When one of the choir members starts beat boxing on the last chorus, my cheeks begin to hurt from smiling so wide.

My throat grows hoarse from projecting so loudly.

Nick flings a careless arm around my shoulder, and it feels so, so good, to relax into his side.

The clock bell tolls, and the tree comes to life.

My soul floats above my body, and I see myself clapping and hear myself cheering, and I don’t know that woman anymore, but I want to become familiar with her again.

I throw my other arm around Nick’s neck and plant a loud kiss on the side of his cheek.

His grin grows wider, unperturbed by my sudden show of affection.

It feels like I belong here. With him, with them — I feel less like someone who’s lost everything and more like an empty cup ready to be filled to the point of overflow.

When we enter the theater, we’re served champagne and directed to a row of seats near the front of the stage.

I read over the short program, excited for the rest of the performances for the night.

Nick takes my hand in his, bringing it to his lips and pressing a kiss on my knuckles. My pulse hums beneath my skin.

The lights dim.

The first performers take their place on stage.

What if I only feel this way because I’m with him?

A sudden wave of anxiety washes over me.

The thought simmers in the back of my mind as my scalp prickles with nervous sweat.

The dancers begin their routine to White Christmas, and I focus my attention on their agile bodies.

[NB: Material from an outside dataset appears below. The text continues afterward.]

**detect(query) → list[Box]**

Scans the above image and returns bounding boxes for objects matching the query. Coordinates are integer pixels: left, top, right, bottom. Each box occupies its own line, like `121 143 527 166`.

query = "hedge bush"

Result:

I hum the tune of the song, but I can’t shake the bitter taste at the back of my tongue.

I’m slow to rise with the rest of the crowd when they stand in applause.

Nick takes his phone out, swiping away — distracted.

My heart falls to the pit of my stomach.

In the pocket of my coat, I hear my phone vibrate.

My heart falls again when I see the notification is a text from the man standing next to me.

I click it open, my mouth falling open when I see the attachment is one of the pictures he took that I fell in love with.

He managed to capture the exact feeling I experienced in that moment. Skating, but feeling like I’m flying.

My head snaps up to his. He leans over. “I forgot to send that to you this morning.”

My brows furrow as we take our seats, and the lights dim once again.

The wild, smiling woman looking up at me from my phone screen fills me with pride.

I remember the way it felt, doing something I love — alone.

And tonight, watching them perform O Holy Night, my favorite Christmas Carol…

and didn’t Nick fall behind after that? I didn’t see him again until after the second stop.

My nerves settle into something more secure. This isn’t about being with him. I shake my head, stealing a glance at him before training my attention on the stage. How can someone who knows nothing about you know exactly what you need?

This can only be about him if I make it about him. Maybe I should give myself some grace. I haven’t felt this way in a long time. Maybe I forgot what it felt like. Maybe this is what it feels like to remember.

The night continues, and I enjoy every bit of it. I love the reactions of the town to each other, love it when Nick leans in close to give me his commentary. I’m as light as a feather by the end of the night. My palms burn when I stand for the last time tonight with a round of applause.

I anticipated feeling exhaustion aching in my bones by the time we got back. Instead, energy hums through my veins. Gayle is serving us coffee and tea. The night exceeded all expectations.

“I hear some of the locals are probably hosting after parties, but I don’t know about you folks — I’m ready for my bed,” She says, not acknowledging the sparse laughter and responding chatter to her announcement. “See you tomorrow, everyone.” She waves, disappearing into her side of the house.

I sip my tea, a small smile permanently etched onto my face as I recap the events of the evening.

Bit by bit, the guests saunter to their rooms until Nick and I are the only ones left.

Rita nods her good night in our direction, and as soon as he hears the lock to her door click into place, he pulls me into his lap.